私のカミングアウトに驚いていた夫も、過去の私の話と現在の息子の様子が重なって「どういうことなのか」を理解できた様子だった。
そこから息子が変わった。
ハンデを自覚したことで、対処を考えるようになっている。
親しい友人には自分の特性を伝え、努力しなければならない場面ではちょっと無理をしてでも頑張るようになった。意識して情報を積み重ね、判別できるひとの数が劇的に増えている。
私が40年かけてたどり着いたやり方を、息子は10代前半で手に入れた。それだけで、早めに自覚できてよかったと思う。「自分にはこういう特性があって、こういう工夫が有効だ」と分かることで、日常はちゃんと変えられるのだ。
私だけじゃない、あなただけじゃない。誰も特別ではない。
過度に悲観する必要はない。自覚できていないだけで、「同じような人」は思っているよりずっと多いはずだ。
治療が不可能なこの特性は、社会のシステムの中でなんとなく解消されたり、弾かれてしまったりしているのだと思う。
「人たらし」と呼ばれる人たちは、こういった相手の個別の特性を感じ取って、自然に寄り添える人のことを指すのかもしれない。
よく「ブラッド・ピットの相貌失認」や「トム・クルーズの識字障害」が話題になるとき、「障害と引き換えの才能」とか「ギフテッドにありがちなハンデ」みたいな話が出ることがある、私はあれが好きではない。
才能は障害と引き換えに与えられるものではない。

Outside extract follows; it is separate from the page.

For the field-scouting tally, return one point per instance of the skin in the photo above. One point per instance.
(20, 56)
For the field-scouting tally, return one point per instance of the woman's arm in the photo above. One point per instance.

そうしなければならない状況の中で鍛えた能力が、結果的に特技と呼ばれるようになるだけだ。
発達障害を「一種の天才タイプ」と呼ぶことにも反抗している。天才と呼ばせるならハンデはいらないのだ。
才能とは、人並みの努力で抜きん出た成果が出る都合のいい能力のことだ。ハンデの有無は関係ない。
もしこれを読んでいるあなたが「なんか分かる気がする」と感じてくれたら、それだけでこの文章を書いた甲斐があったと思う。
あなたの周りにも、似たような人が意外といるかもしれない。大抵の場合、ただ言っていないだけだ。
私は40近くになるまでマジで気づいていなかった。遅かったな、とは思う。でも気づいてから、子どもに伝えられた。夫に伝えられた。少しだけ、生きやすくなった。
今でも、出先でひとと合流するときは緊張する。
そして今日も、顔のわからない、知っている人のことを好きになる。